The problem we wrestled with was a particularly thorny one: the font was too bold on certain browser/machine combinations. Three developers over three days (with approximately 3,000,000 Google searches) yielded the magic CSS, which we applied to the body:

-webkit-font-smoothing: antialiased;

It boiled down to this: the font smoothing on a Mac running OSX 10.6 was going nuts in Firefox and making the font roughly double the weight that it was intended. This one browser specific bit of styling tamed the rogue pixels and rendered the font as the client intended.

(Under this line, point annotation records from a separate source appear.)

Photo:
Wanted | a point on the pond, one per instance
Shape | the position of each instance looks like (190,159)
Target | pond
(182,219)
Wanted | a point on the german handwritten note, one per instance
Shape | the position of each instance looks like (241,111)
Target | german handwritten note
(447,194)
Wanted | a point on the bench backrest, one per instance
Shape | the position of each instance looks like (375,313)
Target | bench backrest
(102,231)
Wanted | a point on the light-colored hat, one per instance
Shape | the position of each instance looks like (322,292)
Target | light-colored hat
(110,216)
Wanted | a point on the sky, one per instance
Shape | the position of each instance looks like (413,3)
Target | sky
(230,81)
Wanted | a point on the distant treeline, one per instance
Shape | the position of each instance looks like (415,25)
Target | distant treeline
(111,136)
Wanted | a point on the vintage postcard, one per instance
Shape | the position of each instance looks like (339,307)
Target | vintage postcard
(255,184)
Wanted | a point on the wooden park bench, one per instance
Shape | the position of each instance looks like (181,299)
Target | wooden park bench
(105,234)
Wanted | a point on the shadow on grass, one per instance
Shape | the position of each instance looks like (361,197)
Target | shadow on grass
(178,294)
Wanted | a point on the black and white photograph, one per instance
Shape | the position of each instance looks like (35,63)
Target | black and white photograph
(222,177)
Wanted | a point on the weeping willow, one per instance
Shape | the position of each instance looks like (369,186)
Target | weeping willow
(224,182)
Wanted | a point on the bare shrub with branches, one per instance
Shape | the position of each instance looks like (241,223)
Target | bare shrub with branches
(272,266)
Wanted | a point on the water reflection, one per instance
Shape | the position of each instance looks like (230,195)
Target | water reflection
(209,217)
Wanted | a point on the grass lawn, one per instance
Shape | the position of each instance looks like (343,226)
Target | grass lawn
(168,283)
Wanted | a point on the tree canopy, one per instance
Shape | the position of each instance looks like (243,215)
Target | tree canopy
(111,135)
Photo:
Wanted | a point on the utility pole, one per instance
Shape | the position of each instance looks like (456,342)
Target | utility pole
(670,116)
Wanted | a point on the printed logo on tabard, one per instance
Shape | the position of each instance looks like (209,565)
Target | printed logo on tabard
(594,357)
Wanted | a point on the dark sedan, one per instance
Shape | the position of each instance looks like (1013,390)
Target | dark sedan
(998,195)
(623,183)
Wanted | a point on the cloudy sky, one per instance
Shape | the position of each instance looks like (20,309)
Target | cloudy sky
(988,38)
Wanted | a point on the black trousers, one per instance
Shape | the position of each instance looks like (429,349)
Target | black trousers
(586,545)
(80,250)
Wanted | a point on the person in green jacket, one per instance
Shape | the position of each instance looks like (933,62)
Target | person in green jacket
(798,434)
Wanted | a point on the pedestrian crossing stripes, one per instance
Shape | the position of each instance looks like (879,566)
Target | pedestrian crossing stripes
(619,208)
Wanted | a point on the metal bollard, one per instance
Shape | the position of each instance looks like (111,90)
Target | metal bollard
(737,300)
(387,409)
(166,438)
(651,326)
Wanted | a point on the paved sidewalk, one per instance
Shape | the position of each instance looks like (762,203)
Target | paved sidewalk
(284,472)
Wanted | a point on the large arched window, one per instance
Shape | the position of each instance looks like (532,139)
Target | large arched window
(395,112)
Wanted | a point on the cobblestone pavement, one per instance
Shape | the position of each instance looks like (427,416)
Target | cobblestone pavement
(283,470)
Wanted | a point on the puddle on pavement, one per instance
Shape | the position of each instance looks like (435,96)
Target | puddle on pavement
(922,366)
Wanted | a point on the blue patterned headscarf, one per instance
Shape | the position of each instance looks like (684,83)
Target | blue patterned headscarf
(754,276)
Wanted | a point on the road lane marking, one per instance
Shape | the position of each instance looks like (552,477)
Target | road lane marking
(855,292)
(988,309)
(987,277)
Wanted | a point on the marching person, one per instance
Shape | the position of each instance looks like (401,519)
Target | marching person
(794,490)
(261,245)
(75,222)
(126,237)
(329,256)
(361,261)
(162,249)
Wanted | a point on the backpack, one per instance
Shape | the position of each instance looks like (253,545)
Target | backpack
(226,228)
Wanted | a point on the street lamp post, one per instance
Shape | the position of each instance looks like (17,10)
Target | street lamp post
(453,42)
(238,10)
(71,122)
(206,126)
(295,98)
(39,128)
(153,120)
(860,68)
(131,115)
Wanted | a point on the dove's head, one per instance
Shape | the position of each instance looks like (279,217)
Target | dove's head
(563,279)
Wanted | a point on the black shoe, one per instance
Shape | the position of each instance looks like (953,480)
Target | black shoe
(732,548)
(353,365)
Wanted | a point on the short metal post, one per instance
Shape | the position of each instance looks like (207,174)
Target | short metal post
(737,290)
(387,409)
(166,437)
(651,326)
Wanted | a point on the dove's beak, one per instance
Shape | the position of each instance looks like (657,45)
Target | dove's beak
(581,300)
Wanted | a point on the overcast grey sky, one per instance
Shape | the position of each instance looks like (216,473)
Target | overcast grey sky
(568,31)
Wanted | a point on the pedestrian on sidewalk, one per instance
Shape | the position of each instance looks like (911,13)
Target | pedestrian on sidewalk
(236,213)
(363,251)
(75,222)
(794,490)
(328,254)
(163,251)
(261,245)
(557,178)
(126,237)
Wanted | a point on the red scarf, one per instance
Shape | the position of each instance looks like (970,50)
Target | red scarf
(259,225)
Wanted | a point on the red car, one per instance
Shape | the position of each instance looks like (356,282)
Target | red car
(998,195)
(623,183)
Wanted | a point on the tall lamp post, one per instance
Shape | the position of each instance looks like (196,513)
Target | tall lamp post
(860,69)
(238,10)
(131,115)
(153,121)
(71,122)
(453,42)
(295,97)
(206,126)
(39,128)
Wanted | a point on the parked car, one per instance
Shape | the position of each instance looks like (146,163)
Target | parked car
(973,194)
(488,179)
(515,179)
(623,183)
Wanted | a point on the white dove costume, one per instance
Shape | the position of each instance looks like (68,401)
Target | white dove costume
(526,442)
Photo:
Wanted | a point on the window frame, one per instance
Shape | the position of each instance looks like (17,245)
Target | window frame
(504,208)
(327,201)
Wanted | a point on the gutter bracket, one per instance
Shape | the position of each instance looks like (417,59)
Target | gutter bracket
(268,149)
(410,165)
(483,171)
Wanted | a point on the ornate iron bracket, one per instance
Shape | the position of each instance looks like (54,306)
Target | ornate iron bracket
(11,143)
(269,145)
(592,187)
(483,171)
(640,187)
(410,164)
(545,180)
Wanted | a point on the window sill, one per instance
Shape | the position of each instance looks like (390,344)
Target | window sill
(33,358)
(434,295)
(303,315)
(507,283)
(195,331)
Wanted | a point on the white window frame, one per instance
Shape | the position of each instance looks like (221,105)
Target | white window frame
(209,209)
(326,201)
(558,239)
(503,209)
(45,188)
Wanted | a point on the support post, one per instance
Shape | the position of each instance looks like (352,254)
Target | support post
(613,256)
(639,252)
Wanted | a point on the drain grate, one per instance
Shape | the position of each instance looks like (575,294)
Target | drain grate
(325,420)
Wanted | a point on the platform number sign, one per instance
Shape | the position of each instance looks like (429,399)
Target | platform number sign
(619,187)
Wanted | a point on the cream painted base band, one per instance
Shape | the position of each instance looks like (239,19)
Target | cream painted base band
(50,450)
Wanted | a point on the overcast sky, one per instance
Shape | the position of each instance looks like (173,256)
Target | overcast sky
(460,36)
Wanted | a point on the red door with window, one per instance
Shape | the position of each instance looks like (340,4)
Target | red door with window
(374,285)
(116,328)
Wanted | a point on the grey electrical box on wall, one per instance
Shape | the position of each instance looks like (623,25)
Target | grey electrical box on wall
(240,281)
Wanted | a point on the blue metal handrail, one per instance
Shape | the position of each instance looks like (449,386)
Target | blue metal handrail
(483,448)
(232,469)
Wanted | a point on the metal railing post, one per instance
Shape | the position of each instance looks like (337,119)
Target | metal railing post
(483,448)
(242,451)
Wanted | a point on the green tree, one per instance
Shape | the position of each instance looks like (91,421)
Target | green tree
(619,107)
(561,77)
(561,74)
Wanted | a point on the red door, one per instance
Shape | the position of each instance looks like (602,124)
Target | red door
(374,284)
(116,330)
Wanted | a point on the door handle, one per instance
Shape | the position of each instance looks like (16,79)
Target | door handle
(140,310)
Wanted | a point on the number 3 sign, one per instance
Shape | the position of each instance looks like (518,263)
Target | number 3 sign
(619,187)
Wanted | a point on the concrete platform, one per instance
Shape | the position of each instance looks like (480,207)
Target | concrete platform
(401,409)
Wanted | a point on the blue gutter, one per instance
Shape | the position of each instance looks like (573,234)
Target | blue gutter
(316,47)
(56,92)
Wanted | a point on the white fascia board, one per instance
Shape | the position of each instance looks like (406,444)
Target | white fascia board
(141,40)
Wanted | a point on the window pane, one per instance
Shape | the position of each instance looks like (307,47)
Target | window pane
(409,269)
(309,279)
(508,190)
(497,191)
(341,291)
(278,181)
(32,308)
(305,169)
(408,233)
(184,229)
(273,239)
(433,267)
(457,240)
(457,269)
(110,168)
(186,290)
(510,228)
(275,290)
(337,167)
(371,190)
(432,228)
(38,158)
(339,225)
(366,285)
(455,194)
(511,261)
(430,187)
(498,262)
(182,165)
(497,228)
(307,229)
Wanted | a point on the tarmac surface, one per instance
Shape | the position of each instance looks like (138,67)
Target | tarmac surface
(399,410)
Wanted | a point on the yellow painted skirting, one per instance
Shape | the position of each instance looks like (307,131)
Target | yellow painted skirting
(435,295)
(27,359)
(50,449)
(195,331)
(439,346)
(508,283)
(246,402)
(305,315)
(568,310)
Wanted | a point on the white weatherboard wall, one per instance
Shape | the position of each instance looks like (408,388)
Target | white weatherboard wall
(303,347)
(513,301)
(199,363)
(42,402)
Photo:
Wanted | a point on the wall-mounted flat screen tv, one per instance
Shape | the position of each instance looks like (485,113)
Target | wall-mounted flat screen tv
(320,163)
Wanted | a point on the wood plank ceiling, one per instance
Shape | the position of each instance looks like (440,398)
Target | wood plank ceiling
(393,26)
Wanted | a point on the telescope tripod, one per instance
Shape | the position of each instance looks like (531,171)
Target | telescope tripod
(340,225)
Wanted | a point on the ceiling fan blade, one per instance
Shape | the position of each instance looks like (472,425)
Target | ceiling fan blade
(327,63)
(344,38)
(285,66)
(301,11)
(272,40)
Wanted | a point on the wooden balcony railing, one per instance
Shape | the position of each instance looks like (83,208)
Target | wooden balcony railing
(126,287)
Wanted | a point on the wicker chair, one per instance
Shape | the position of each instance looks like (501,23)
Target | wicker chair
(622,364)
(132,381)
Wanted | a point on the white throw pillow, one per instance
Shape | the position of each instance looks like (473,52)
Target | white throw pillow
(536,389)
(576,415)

Another trick picked up during the furious Google-fu sessions was an opacity hack that is also Mac specific, courtesy of Dave Bond. This font weight problem is caused by the same font smoothing setting, but generally only appears when light text is placed on a dark background. Again, one small bit of CSS applied to the div in which the too bold text lives is the fix:

opacity: .90;

After we conquered this one, we thought we were in the clear. Enter hosted web fonts via TypeKit. Too bold fonts couldn’t be subdued no matter what we tried. This issue turns out to be technically not solvable, but knowing this before spending hours of frustration is almost as good as a solution. In an effort to match the behavior of each browser, TypeKit serves up different versions of fonts based on user-agent strings – they offer screen shots showing the different renderings. Here’s an example our Steve Brock created to show the variability of Myriad Pro:

Myriad Pro TypeKit Samples

Hopefully, you can use some of these solutions and save yourself some head meets desk moments. Have fun with fonts!